0\. Research. This is one small part of why I read HN, and other assorted
"news" sites. I like to stay current with the tools I use. I don't jump at
every new tool just because it's new, but I understand that my current set of
tools is not perfect. Sooner or later, I'm going to replace every tool in my
toolbox with an even better tool. I may like my current set of tools _today_ ,
but I understand that it's important not to get so attached to them that I
stagnate as a developer. I think it's critically important for good developers
to stay "intellectually curious".

1\. I decided that git was worth trying. So, I started using it with my next
new project. This allowed me to establish a new work flow without interrupting
active projects. Yes, you'll need to read man pages, cheat sheets, etc.
There's no point to adopting a new tool if it behaves exactly like the old
one. So, it shouldn't be a surprise when you actually have to commit to
_learning_ the new tool. That said, I found git to be more user friendly than
I'd expected based on the negative comments I'd read online.

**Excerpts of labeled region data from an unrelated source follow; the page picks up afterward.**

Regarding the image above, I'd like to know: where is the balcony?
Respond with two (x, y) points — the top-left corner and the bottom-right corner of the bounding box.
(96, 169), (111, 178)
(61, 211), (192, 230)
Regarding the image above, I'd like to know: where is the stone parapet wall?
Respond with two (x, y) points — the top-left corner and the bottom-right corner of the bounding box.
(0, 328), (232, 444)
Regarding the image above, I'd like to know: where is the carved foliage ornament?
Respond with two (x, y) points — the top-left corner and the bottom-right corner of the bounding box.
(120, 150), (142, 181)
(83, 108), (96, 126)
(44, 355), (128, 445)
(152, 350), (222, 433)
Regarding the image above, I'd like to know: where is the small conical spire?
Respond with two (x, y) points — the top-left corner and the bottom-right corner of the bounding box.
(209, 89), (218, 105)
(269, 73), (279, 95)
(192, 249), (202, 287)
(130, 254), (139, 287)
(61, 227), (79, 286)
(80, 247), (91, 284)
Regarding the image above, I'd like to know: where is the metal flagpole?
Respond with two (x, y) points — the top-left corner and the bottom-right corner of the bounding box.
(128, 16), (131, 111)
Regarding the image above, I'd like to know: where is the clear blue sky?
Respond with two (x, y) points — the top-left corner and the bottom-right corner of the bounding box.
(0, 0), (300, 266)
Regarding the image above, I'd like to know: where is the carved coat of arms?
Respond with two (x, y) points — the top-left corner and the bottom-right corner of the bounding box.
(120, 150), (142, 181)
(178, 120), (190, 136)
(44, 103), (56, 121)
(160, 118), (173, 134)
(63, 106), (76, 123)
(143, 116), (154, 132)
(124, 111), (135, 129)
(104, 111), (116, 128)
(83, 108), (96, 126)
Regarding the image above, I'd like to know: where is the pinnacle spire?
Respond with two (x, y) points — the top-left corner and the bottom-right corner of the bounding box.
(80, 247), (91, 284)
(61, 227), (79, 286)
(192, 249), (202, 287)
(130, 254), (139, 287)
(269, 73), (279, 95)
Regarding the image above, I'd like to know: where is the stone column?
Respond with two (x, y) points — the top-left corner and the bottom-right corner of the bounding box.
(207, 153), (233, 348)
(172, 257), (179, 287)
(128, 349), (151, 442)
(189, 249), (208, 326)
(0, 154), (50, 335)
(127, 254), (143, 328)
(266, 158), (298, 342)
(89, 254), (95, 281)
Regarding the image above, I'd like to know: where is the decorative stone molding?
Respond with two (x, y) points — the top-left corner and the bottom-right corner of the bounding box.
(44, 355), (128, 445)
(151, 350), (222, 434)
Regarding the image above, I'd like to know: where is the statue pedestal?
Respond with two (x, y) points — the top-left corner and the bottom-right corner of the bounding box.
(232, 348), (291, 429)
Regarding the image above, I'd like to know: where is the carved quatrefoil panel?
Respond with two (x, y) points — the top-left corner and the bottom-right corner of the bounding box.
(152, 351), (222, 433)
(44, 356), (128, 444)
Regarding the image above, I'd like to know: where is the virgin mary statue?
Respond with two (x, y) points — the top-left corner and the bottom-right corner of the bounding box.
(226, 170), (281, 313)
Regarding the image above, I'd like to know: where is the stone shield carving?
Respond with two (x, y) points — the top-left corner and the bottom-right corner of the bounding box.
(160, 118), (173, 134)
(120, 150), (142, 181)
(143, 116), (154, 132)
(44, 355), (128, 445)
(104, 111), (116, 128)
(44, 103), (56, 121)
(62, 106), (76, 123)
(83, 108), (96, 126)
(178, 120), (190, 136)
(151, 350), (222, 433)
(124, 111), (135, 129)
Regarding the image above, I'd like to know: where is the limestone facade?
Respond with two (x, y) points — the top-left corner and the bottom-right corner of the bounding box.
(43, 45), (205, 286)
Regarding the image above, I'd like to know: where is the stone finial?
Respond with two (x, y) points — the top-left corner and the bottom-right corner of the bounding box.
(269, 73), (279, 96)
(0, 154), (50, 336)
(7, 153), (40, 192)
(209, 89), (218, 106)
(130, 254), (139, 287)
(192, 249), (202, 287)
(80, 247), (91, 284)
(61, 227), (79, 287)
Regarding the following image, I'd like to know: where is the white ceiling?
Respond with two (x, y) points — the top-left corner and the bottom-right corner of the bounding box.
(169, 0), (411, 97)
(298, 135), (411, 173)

2\. I decided I liked the new work flow and that git was worth switching to. I
moved my old projects over to git in less than a day and used git for all my
work moving forward.

I'm sure this transition is different for everyone. I'm also sure that git is
not yet (and may never be) a good fit for some people. But, I really don't see
the point in disparaging those who think the switch _is_ worthwhile for
_them_.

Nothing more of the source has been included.